H44C-04
Modeling Hydrological Processes with a Fully-Coupled Atmospheric-Hydrological Modeling System for the Poyang Lake Basin, China

Thursday, 17 December 2015: 16:45
3020 (Moscone West)
Sven Wagner1, Benjamin Fersch1, Zhongbo Yu2, Fei Yuan3 and Harald Kunstmann4, (1)Karlsruhe Inst. of Technology, Garmisch-Partenkirch, Germany, (2)University of Nevada Las Vegas, Las Vegas, NV, United States, (3)Hohai University, State Key Laboratory of Hydrology, Water Resources and Hydraulic Engineering, Nanjing, China, (4)Karlsruhe Institute of Technology, Karlsruhe, Germany
Abstract:
For a rational quantification of past, current and future water availability, the feedback mechanisms among atmosphere, land surface and subsurface play a crucial role. Investigations of these feedback mechanisms require coupled atmospheric-hydrological modeling systems. Investigations of climate and land use changes on the regional water balance require model systems, which describe the feedback mechanisms between groundwater-, soil moisture dynamics and precipitation and which allow long-term simulations for climate-relevant scales. We have developed such a fully-coupled, meso-scale modeling system extending the atmospheric model WRF-ARW with the hydrological model HMS, which includes lateral water fluxes at the land surface and subsurface. In addition, two-way interaction between the saturated and the unsaturated zone is implemented by replacing the free drainage bottom boundary of the Noah Land Surface Model (LSM) with two approaches, a Fixed-head boundary condition assuming an equilibrium soil moisture distribution or a Darcy-flux at the boundary assuming a quasi-steady-state moisture profile below the LSM. The computational demand of this coupled model system allows long-term simulations.

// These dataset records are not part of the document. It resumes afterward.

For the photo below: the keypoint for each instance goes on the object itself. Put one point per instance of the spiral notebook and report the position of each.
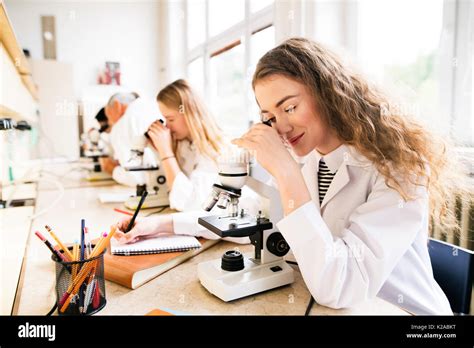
(162, 244)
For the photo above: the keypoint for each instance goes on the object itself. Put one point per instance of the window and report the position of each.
(227, 93)
(224, 14)
(257, 5)
(398, 45)
(196, 74)
(260, 42)
(196, 22)
(223, 63)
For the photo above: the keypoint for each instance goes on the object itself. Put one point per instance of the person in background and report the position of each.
(188, 147)
(357, 214)
(129, 116)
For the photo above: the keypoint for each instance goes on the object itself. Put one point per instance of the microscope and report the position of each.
(236, 275)
(95, 147)
(150, 177)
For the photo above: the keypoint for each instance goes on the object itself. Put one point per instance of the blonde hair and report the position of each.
(364, 118)
(205, 133)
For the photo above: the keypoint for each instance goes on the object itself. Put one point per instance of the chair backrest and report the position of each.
(453, 268)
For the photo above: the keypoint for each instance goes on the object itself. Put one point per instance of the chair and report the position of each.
(453, 270)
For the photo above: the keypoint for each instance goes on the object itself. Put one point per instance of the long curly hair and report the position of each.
(401, 149)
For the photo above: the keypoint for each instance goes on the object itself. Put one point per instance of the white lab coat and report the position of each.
(364, 240)
(138, 117)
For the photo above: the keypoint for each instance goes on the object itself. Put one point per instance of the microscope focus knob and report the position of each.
(232, 261)
(277, 245)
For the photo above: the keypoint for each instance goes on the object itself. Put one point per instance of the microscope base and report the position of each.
(254, 278)
(151, 201)
(98, 176)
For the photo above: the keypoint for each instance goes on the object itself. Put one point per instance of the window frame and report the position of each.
(240, 33)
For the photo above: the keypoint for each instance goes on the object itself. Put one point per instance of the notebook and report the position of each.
(135, 270)
(162, 244)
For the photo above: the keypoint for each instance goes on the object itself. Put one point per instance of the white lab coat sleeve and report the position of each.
(189, 193)
(186, 223)
(124, 177)
(343, 271)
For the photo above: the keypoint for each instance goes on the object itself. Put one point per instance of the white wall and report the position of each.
(90, 33)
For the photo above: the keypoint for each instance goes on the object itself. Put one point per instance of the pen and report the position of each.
(61, 245)
(88, 242)
(122, 211)
(50, 247)
(83, 244)
(132, 221)
(79, 279)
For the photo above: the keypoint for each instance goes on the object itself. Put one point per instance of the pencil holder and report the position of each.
(80, 285)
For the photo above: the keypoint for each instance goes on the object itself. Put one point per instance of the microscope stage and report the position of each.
(238, 226)
(254, 278)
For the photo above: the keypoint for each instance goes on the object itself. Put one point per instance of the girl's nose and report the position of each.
(282, 125)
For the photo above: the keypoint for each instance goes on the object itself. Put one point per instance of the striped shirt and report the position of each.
(324, 179)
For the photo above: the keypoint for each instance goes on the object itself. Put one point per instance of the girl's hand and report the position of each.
(144, 227)
(269, 150)
(161, 139)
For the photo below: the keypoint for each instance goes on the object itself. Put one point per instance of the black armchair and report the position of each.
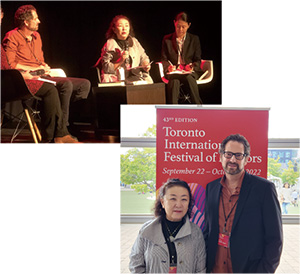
(14, 88)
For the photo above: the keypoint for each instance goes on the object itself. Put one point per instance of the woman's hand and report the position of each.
(188, 67)
(146, 66)
(26, 75)
(125, 55)
(45, 67)
(171, 68)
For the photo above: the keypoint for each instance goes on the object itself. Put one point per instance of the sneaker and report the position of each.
(68, 139)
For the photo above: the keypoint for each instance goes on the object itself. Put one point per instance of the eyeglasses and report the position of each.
(238, 156)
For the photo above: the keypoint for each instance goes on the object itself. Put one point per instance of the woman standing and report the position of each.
(170, 243)
(285, 197)
(123, 50)
(182, 50)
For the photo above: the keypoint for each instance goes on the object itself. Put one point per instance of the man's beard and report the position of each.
(232, 171)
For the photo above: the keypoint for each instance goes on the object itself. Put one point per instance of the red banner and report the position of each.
(188, 140)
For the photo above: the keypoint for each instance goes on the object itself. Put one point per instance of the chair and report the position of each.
(206, 77)
(14, 88)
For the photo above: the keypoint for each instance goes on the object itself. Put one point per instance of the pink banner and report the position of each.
(188, 141)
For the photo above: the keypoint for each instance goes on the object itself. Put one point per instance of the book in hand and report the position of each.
(180, 71)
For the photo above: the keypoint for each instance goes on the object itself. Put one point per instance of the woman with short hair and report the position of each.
(170, 243)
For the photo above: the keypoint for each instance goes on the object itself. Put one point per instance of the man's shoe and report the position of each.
(68, 139)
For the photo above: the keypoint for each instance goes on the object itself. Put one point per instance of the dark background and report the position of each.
(73, 33)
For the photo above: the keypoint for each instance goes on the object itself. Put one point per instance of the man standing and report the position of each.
(243, 226)
(23, 46)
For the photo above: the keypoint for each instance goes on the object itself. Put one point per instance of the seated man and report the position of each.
(23, 46)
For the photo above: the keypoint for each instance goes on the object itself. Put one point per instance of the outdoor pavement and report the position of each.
(289, 260)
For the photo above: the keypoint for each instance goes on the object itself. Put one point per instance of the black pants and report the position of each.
(51, 113)
(71, 90)
(189, 83)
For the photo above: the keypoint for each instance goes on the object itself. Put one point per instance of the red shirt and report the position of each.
(20, 50)
(223, 260)
(33, 85)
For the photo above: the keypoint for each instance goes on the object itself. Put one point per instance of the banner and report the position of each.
(188, 141)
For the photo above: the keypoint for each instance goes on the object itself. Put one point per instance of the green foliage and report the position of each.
(289, 175)
(150, 132)
(140, 188)
(274, 167)
(138, 168)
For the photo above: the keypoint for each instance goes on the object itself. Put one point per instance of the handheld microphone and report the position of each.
(127, 63)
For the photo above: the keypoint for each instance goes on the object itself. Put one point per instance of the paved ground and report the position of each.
(289, 260)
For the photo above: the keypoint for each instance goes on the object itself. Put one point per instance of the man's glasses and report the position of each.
(238, 156)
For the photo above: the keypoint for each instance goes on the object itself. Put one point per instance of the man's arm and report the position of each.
(273, 232)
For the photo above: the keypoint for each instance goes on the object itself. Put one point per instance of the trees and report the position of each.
(288, 175)
(138, 168)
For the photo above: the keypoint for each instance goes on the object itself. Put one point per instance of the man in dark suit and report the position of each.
(182, 49)
(243, 226)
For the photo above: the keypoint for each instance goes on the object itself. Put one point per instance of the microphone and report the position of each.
(127, 63)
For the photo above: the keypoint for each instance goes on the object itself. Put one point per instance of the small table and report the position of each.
(109, 98)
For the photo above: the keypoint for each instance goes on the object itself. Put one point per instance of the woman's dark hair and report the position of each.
(110, 32)
(23, 13)
(158, 209)
(182, 16)
(237, 138)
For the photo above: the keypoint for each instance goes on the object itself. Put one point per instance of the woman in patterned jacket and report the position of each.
(123, 50)
(170, 243)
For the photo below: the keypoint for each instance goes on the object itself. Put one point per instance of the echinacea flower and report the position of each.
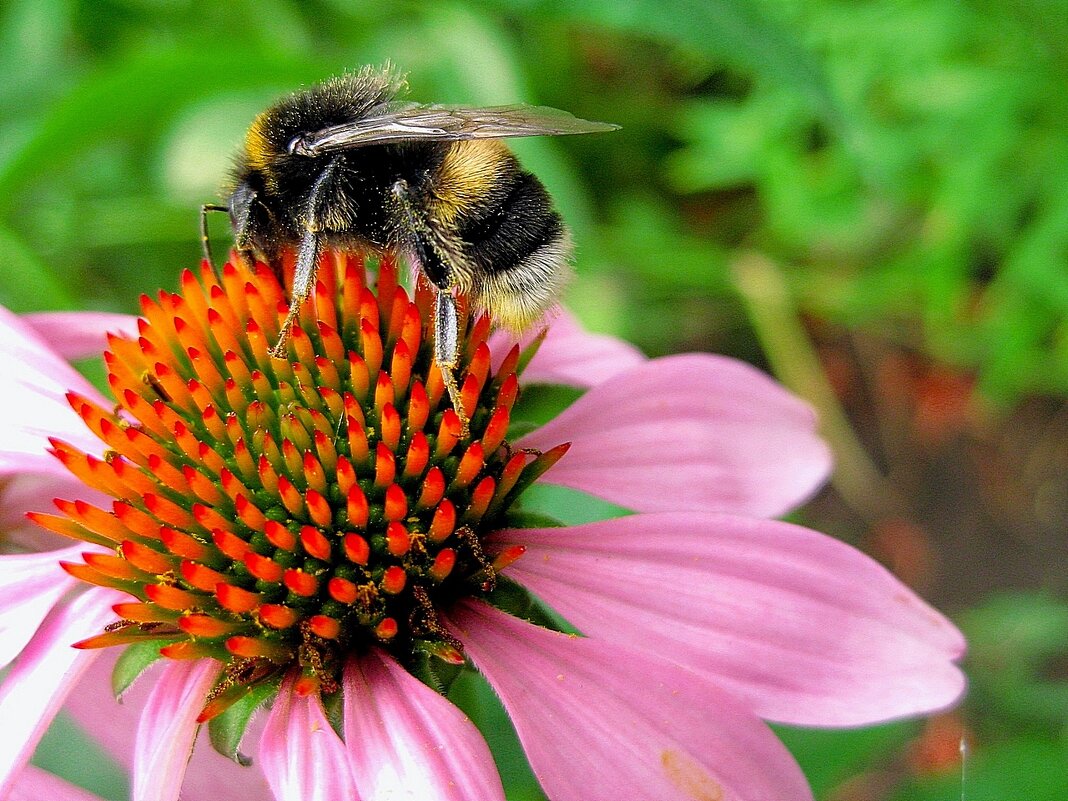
(315, 535)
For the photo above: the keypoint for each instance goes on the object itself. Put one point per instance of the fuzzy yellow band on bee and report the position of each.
(469, 171)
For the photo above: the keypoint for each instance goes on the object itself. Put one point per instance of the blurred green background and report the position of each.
(868, 199)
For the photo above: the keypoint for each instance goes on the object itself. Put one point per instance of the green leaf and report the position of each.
(228, 728)
(134, 660)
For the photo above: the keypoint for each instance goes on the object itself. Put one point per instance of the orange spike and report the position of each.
(201, 486)
(250, 647)
(481, 498)
(497, 428)
(513, 469)
(114, 566)
(387, 629)
(359, 375)
(300, 583)
(209, 519)
(342, 591)
(358, 446)
(315, 544)
(386, 468)
(394, 580)
(419, 407)
(397, 542)
(332, 347)
(183, 545)
(168, 512)
(235, 599)
(509, 363)
(327, 454)
(372, 347)
(268, 478)
(201, 577)
(318, 508)
(401, 370)
(171, 597)
(146, 559)
(145, 613)
(390, 425)
(278, 616)
(280, 536)
(95, 520)
(132, 481)
(470, 465)
(134, 520)
(198, 625)
(324, 626)
(443, 564)
(263, 567)
(291, 496)
(357, 549)
(357, 507)
(67, 528)
(434, 488)
(443, 522)
(449, 434)
(508, 392)
(346, 475)
(419, 455)
(395, 505)
(230, 544)
(383, 391)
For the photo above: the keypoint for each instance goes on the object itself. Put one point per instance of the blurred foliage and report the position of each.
(902, 165)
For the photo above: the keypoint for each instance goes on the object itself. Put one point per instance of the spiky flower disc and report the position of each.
(278, 513)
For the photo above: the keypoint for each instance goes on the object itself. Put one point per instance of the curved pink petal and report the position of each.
(301, 755)
(34, 784)
(35, 382)
(168, 728)
(80, 334)
(30, 585)
(802, 627)
(569, 355)
(600, 722)
(692, 432)
(409, 742)
(113, 725)
(47, 670)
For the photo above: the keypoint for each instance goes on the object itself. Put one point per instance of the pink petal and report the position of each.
(80, 334)
(34, 784)
(30, 585)
(168, 727)
(114, 726)
(301, 755)
(409, 742)
(600, 722)
(568, 355)
(802, 627)
(693, 432)
(34, 383)
(40, 679)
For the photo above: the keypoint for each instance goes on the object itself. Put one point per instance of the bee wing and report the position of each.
(414, 123)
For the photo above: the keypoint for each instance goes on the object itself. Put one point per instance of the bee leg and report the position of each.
(446, 350)
(205, 242)
(303, 281)
(439, 256)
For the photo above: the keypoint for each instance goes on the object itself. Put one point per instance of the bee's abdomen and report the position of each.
(520, 248)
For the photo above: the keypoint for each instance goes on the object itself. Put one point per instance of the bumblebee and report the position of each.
(345, 165)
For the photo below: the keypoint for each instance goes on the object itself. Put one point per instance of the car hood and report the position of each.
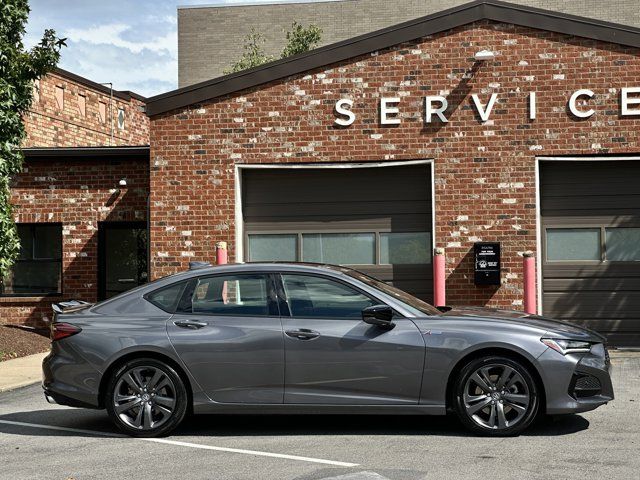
(551, 326)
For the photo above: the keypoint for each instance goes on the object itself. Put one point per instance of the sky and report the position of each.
(131, 43)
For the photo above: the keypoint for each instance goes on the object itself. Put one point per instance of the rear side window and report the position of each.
(319, 297)
(166, 298)
(230, 295)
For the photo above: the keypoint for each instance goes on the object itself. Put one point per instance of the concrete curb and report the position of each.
(21, 372)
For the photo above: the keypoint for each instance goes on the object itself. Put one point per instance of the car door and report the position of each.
(228, 333)
(333, 357)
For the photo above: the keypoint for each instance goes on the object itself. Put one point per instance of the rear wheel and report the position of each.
(496, 396)
(146, 398)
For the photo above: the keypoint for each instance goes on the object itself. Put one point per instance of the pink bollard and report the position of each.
(439, 297)
(529, 276)
(221, 253)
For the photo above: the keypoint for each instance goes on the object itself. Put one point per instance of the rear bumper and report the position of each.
(60, 374)
(565, 370)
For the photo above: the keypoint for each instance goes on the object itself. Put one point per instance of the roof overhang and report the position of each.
(431, 24)
(88, 153)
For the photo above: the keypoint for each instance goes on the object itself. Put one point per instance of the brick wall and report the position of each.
(211, 38)
(484, 172)
(78, 194)
(49, 125)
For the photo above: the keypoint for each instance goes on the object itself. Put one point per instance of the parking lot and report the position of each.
(42, 441)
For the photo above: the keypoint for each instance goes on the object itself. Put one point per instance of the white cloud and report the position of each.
(111, 34)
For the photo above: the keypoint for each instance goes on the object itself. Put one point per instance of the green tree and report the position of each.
(299, 39)
(19, 68)
(253, 54)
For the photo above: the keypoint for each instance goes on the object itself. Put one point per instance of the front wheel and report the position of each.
(496, 396)
(146, 398)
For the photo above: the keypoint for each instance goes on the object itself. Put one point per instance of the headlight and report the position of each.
(567, 346)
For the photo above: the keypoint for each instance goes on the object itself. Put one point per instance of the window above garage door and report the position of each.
(593, 244)
(343, 248)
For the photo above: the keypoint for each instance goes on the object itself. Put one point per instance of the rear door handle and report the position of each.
(192, 324)
(303, 334)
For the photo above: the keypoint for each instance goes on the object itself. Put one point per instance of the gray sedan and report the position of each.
(277, 338)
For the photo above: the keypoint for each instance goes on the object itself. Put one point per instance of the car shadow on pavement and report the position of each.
(280, 425)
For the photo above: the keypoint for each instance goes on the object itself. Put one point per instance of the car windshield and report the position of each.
(404, 297)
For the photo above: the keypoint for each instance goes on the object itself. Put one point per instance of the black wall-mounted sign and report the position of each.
(487, 263)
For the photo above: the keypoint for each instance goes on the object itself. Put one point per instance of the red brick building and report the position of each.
(487, 122)
(73, 214)
(374, 151)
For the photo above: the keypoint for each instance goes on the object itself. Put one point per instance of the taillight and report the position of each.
(63, 330)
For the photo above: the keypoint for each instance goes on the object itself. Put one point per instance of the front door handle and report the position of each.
(192, 324)
(303, 334)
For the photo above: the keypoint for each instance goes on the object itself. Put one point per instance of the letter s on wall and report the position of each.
(346, 112)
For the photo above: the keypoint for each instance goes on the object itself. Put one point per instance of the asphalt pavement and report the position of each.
(42, 441)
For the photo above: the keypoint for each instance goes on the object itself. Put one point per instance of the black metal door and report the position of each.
(122, 256)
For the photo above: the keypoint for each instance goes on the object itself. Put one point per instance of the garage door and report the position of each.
(377, 220)
(591, 245)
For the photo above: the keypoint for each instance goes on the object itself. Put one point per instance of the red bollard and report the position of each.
(439, 297)
(530, 283)
(221, 253)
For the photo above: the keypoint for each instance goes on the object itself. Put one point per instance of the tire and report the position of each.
(146, 397)
(496, 396)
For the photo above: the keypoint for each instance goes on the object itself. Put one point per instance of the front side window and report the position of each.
(230, 295)
(38, 269)
(320, 297)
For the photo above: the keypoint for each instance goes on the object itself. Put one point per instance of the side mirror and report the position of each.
(378, 315)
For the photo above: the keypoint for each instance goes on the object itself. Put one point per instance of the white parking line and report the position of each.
(182, 444)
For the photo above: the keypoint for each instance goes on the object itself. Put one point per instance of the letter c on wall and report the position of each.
(341, 109)
(572, 103)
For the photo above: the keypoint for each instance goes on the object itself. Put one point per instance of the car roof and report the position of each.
(269, 266)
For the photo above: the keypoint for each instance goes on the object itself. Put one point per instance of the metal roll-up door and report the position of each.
(375, 219)
(591, 245)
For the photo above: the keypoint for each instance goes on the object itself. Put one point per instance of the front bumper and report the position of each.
(563, 372)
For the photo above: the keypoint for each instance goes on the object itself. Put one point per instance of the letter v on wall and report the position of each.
(485, 111)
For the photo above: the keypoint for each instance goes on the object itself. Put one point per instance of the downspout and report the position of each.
(110, 111)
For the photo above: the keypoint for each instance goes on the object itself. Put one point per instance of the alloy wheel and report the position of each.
(144, 397)
(496, 396)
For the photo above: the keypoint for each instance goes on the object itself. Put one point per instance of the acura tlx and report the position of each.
(279, 338)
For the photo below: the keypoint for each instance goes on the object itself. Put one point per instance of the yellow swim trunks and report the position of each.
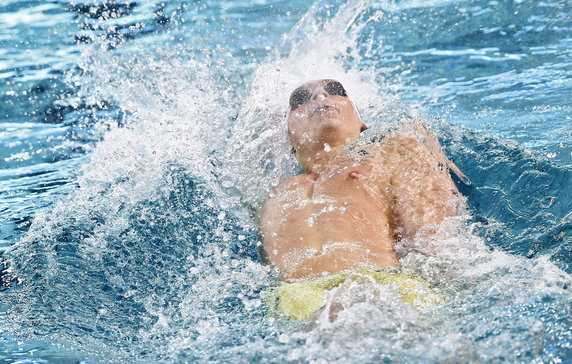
(300, 300)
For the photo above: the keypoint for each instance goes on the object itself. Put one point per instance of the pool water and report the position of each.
(139, 138)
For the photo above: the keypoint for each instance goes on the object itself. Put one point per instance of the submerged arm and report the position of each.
(424, 193)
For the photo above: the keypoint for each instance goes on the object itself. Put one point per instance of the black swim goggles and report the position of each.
(300, 96)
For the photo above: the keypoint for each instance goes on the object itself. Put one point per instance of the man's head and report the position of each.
(321, 116)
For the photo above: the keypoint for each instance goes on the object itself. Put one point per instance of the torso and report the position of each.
(335, 220)
(348, 215)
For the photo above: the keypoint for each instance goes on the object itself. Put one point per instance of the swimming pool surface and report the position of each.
(138, 139)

The first application of the fully-coupled modeling system is for the Poyang Lake basin (160,000 km²) in South China for the years 1979-1986. The performance of fully-coupled simulations requires first rational setups of WRF and HMS. For WRF, a double-nesting approach is applied covering East Asia at 30 km resolution and the Poyang Lake basin at 10 km using ERA Interim data as global forcing. HMS simulations are performed on the 10 km grid. Simulation results are validated against CRU, GPCC, APHRODITE, CPC, GLEAM and streamflow observations. The performance of stand-alone WRF, HMS and the fully coupled simulations are shown. Furthermore, the impact of groundwater coupling on soil moisture, evapotranspiration, temperature and precipitation is investigated. The potential of the fully coupled model system, which closes the regional water balance, to investigate hydro-meteorological flux responses at basin scale is presented.